The Paul Sacher Foundation has reached an agreement with the Dutch composer Louis Andriessen to acquire his musical archive. The musical and textual manuscripts and many other items documenting the creative work of this versatile and internationally renowned composer will thus become accessible to a broader public.

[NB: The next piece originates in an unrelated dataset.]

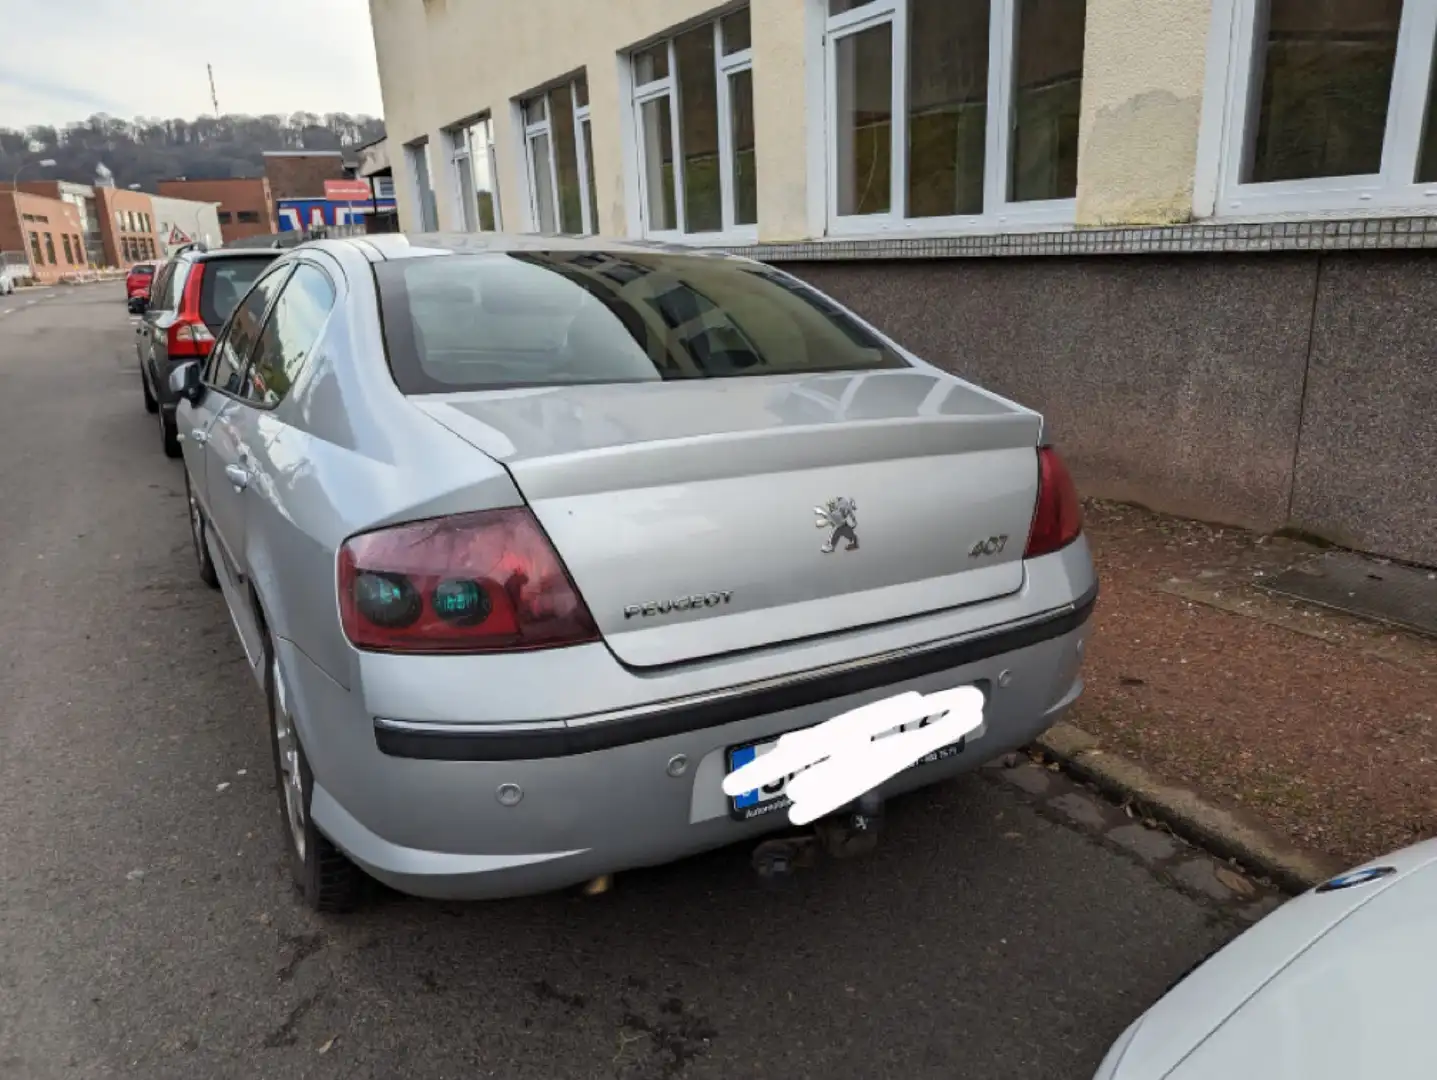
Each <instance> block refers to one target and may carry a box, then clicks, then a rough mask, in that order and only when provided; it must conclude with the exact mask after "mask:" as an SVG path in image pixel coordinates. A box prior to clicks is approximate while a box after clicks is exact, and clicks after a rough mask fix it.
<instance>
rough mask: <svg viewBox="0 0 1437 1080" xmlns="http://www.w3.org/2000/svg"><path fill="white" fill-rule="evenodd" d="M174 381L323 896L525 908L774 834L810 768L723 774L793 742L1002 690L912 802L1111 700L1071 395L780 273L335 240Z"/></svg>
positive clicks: (625, 258)
mask: <svg viewBox="0 0 1437 1080" xmlns="http://www.w3.org/2000/svg"><path fill="white" fill-rule="evenodd" d="M172 379H174V382H172V385H174V389H175V392H177V394H178V395H180V396H181V398H182V401H181V404H180V408H178V431H180V434H181V438H182V450H184V467H185V481H187V490H188V497H190V523H191V529H193V534H194V543H195V556H197V560H198V569H200V574H201V577H203V579H204V580H205V582H208V583H210V585H214V586H218V587H220V589H221V590H223V595H224V600H226V603H227V605H228V609H230V615H231V616H233V620H234V625H236V629H237V630H239V636H240V641H241V642H243V646H244V652H246V655H247V656H249V662H250V665H251V666H253V669H254V674H256V678H257V679H259V682H260V684H262V685H263V688H264V694H266V698H267V702H269V720H270V735H272V741H273V751H274V767H276V776H277V780H279V788H280V794H282V809H283V820H285V823H286V829H285V836H286V843H287V844H289V849H290V856H292V863H293V867H295V875H296V880H297V883H299V886H300V890H302V893H303V896H305V900H306V902H308V903H310V905H313V906H316V908H322V909H342V908H346V906H349V905H352V903H354V902H355V899H356V898H358V896H359V895H361V885H362V882H364V873H362V872H366V873H368V875H372V876H374V878H378V879H379V880H382V882H387V883H388V885H391V886H394V888H397V889H399V890H402V892H408V893H415V895H420V896H435V898H494V896H513V895H523V893H532V892H540V890H547V889H558V888H563V886H569V885H578V883H582V882H588V880H592V879H602V878H604V876H605V875H609V873H612V872H615V870H622V869H627V867H634V866H642V865H651V863H660V862H668V860H673V859H677V857H680V856H684V855H688V853H693V852H698V850H704V849H710V847H717V846H720V844H729V843H734V842H739V840H759V839H763V836H764V834H767V833H773V832H775V830H780V829H785V827H787V826H789V820H787V817H789V816H787V814H786V813H785V811H786V809H787V807H789V804H790V803H789V800H787V797H786V794H785V781H782V780H780V781H777V783H775V784H770V786H769V787H764V788H760V790H754V791H747V793H740V794H736V796H727V794H724V791H723V778H724V776H726V774H729V773H730V771H733V770H734V768H737V767H740V765H741V764H744V763H746V761H750V760H753V758H754V757H757V755H762V754H764V753H767V751H769V750H770V748H772V747H773V745H775V743H776V740H777V738H779V737H780V735H782V734H785V732H789V731H795V730H800V728H808V727H812V725H816V724H821V722H823V721H826V720H829V718H832V717H835V715H838V714H841V712H845V711H848V709H852V708H855V707H858V705H864V704H868V702H872V701H878V699H882V698H887V697H891V695H895V694H901V692H904V691H920V692H923V694H930V692H937V691H943V689H951V688H957V686H976V688H979V689H980V691H981V692H983V695H984V709H983V722H981V725H980V727H979V728H977V730H974V731H971V732H970V734H969V735H966V737H964V738H963V740H961V741H958V743H954V744H950V745H946V747H941V748H940V750H937V751H933V753H928V754H925V755H924V757H923V758H920V760H918V761H917V763H914V764H912V765H911V767H908V768H905V770H904V771H901V773H898V774H897V776H892V777H891V778H890V780H887V781H885V783H882V784H881V787H879V788H878V790H875V791H869V793H867V794H864V796H862V797H861V799H859V800H858V803H855V804H854V806H861V807H867V809H868V811H872V809H874V807H877V806H881V800H882V799H887V797H888V796H892V794H897V793H901V791H907V790H911V788H915V787H921V786H925V784H931V783H934V781H937V780H943V778H947V777H951V776H954V774H957V773H961V771H966V770H971V768H974V767H977V765H979V764H981V763H983V761H989V760H992V758H994V757H997V755H1000V754H1003V753H1006V751H1010V750H1013V748H1016V747H1022V745H1023V744H1026V743H1029V741H1030V740H1032V738H1033V737H1035V735H1036V734H1039V732H1040V731H1043V730H1045V728H1048V727H1049V725H1050V724H1053V722H1055V721H1056V720H1058V718H1059V717H1061V715H1062V714H1063V711H1065V709H1068V707H1069V705H1072V702H1073V701H1075V699H1076V697H1078V694H1079V691H1081V689H1082V681H1081V678H1079V664H1081V659H1082V651H1083V639H1085V636H1086V633H1088V616H1089V613H1091V610H1092V606H1094V600H1095V597H1096V579H1095V574H1094V567H1092V562H1091V557H1089V551H1088V544H1086V540H1085V537H1083V536H1082V530H1081V513H1079V504H1078V497H1076V494H1075V491H1073V485H1072V481H1071V480H1069V475H1068V471H1066V468H1065V467H1063V462H1062V460H1061V458H1059V457H1058V454H1056V452H1055V451H1053V450H1052V448H1050V447H1049V445H1048V444H1046V441H1045V432H1043V419H1042V416H1039V415H1038V414H1035V412H1030V411H1027V409H1023V408H1020V406H1017V405H1013V404H1010V402H1007V401H1003V399H1002V398H999V396H996V395H993V394H989V392H986V391H983V389H980V388H977V386H973V385H970V383H967V382H964V381H961V379H958V378H956V376H953V375H950V373H947V372H944V371H940V369H938V368H935V366H931V365H928V363H925V362H923V360H920V359H918V358H915V356H914V355H911V353H910V352H907V350H905V349H904V348H902V346H900V345H897V343H894V342H892V340H890V339H888V337H885V336H884V335H881V333H878V332H877V330H875V329H872V327H871V326H868V325H867V323H864V322H862V320H859V319H858V317H856V316H854V315H852V313H849V312H848V310H845V309H844V307H842V306H841V304H838V303H835V302H833V300H831V299H828V297H826V296H823V294H821V293H818V292H815V290H813V289H810V287H808V286H806V284H802V283H800V281H798V280H796V279H793V277H790V276H787V274H785V273H780V271H779V270H773V269H770V267H766V266H763V264H759V263H754V261H750V260H744V259H737V257H729V256H718V254H708V253H698V251H685V250H678V248H673V247H662V246H645V244H624V243H608V241H595V240H572V238H550V237H494V236H484V237H474V236H457V237H445V236H414V237H402V236H374V237H364V238H349V240H326V241H316V243H309V244H305V246H302V247H297V248H295V250H292V251H290V253H287V254H286V256H283V257H282V259H279V260H277V261H274V263H273V264H272V266H270V267H269V269H267V270H266V273H264V274H263V276H262V277H260V279H259V280H257V281H256V283H254V286H253V287H251V289H250V292H249V293H247V294H246V297H244V299H243V300H241V303H240V304H239V307H237V309H236V312H234V315H233V316H231V319H230V320H228V323H227V325H226V327H224V329H223V330H221V333H220V335H218V339H217V340H216V345H214V349H213V352H211V353H210V356H208V359H207V360H205V362H204V363H203V365H201V363H190V365H185V366H182V368H180V369H177V371H175V373H174V376H172ZM879 737H881V735H879ZM854 806H849V807H848V809H846V810H848V811H849V813H856V811H854ZM861 820H862V819H859V821H861ZM950 827H951V823H950Z"/></svg>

Andriessen was born in Utrecht in 1939 and lives today in Amsterdam. He stems from a longstanding family of musicians; his father Hendrik Andriessen (1892-1981) and his brother Jurriaan Andriessen (1925-1996) likewise achieved acclaim with their compositions. Already in his student years he drew inspiration not only from the serial and post-serial avant-garde but from jazz and improvised music. Especially important was his encounter with the American experimentalists, which initially left its mark on a number of political pieces for ensembles specially conceived for this purpose (e.g. De Volharding and Hoketus). But his critical adoption and deepening of Minimalism also found echoes in his major works of the 1980s and 1990s, including De Materie (1985-8, staged by Robert Wilson) and three works with Peter Greenaway: M is for Man, Music, Mozart (1991), Rosa: The Death of a Composer (1993-4), and Writing to Vermeer (1997-8).

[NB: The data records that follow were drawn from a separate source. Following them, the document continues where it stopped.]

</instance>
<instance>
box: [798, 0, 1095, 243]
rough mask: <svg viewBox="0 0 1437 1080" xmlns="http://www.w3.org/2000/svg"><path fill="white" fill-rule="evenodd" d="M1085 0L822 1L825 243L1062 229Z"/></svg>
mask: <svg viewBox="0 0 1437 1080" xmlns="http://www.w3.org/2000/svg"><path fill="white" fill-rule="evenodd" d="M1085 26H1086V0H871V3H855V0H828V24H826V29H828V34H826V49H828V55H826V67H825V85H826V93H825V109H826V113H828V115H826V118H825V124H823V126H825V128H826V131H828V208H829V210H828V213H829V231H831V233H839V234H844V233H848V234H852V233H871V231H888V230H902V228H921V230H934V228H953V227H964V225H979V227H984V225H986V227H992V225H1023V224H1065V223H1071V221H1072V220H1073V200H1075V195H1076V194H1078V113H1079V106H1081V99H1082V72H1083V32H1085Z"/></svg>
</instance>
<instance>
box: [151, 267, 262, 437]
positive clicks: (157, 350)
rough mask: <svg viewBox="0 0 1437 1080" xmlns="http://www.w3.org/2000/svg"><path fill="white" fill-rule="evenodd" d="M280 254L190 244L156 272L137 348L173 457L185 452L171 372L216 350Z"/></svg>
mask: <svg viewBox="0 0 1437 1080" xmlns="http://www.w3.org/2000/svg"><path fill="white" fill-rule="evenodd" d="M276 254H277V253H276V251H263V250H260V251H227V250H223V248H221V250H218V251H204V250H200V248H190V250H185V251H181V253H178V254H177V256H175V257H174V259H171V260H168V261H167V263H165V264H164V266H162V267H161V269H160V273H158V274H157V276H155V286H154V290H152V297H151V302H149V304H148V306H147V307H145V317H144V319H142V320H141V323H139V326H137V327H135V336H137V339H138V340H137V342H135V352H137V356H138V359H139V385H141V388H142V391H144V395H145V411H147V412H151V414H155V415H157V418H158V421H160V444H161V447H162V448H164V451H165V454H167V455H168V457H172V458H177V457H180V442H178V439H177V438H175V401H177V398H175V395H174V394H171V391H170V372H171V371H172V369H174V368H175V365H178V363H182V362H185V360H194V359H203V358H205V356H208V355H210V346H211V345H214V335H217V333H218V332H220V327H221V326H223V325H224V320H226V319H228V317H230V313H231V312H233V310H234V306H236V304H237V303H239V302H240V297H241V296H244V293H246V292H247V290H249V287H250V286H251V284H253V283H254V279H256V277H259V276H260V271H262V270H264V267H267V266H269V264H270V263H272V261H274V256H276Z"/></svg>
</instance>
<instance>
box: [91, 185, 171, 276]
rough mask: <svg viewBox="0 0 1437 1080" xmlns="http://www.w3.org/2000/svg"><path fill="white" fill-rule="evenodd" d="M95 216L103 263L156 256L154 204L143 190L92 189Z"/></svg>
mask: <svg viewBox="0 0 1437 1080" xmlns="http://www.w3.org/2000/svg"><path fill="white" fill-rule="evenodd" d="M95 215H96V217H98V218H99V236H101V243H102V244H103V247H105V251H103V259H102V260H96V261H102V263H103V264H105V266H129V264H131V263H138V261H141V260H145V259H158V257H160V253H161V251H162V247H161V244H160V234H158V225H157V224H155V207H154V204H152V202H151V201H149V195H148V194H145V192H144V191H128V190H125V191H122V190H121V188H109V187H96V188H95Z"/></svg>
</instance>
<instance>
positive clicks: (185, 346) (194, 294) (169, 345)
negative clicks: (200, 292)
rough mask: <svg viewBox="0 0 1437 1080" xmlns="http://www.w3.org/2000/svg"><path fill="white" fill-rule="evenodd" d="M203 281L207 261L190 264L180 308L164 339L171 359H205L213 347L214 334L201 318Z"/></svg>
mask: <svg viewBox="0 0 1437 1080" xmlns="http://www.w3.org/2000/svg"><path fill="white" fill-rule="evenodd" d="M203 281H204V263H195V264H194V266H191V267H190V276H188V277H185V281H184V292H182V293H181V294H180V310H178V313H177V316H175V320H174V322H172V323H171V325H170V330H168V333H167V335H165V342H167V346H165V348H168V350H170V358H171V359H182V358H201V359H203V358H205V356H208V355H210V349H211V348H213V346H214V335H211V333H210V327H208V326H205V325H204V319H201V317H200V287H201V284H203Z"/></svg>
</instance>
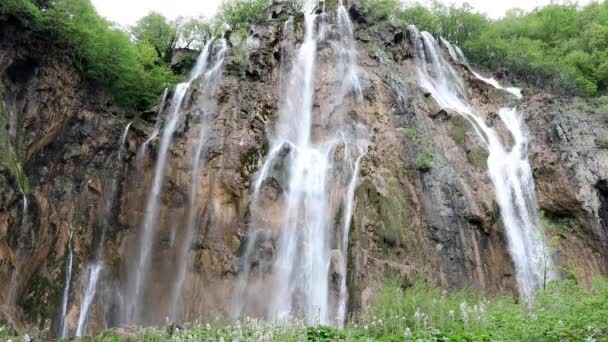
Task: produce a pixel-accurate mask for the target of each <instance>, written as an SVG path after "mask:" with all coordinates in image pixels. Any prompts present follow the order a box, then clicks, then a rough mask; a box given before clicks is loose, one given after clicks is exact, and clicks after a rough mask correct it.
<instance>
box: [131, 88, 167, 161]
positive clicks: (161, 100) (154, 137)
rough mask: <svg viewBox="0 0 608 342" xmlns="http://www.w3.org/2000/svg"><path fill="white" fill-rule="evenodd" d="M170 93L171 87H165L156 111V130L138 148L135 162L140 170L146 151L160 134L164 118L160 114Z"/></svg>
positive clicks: (154, 128) (155, 124) (152, 132)
mask: <svg viewBox="0 0 608 342" xmlns="http://www.w3.org/2000/svg"><path fill="white" fill-rule="evenodd" d="M168 93H169V88H165V91H164V92H163V96H162V98H161V100H160V106H159V107H158V112H157V113H156V123H155V125H154V131H152V134H150V136H149V137H148V139H146V141H144V143H143V144H141V146H140V147H139V149H138V150H137V155H136V157H135V163H136V165H137V169H138V171H139V170H141V168H142V167H143V165H142V164H143V162H144V158H145V156H146V151H147V150H148V145H149V144H150V142H151V141H152V140H154V139H155V138H156V137H157V136H158V133H160V126H161V122H162V120H161V119H160V114H161V113H162V112H163V109H164V108H165V103H166V102H167V94H168Z"/></svg>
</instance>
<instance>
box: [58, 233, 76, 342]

The new collection fits all the more readily into the Sacher Foundation's holdings as they already include, among many other collections, the posthumous papers of Andriessen's teacher Luciano Berio and the estate of Igor Stravinsky, on whom Andriessen and Elmer Schönberger co-wrote a highly acclaimed book in the 1980s, Het Apollinisch Uurwerk (The Apollonian Clockwork).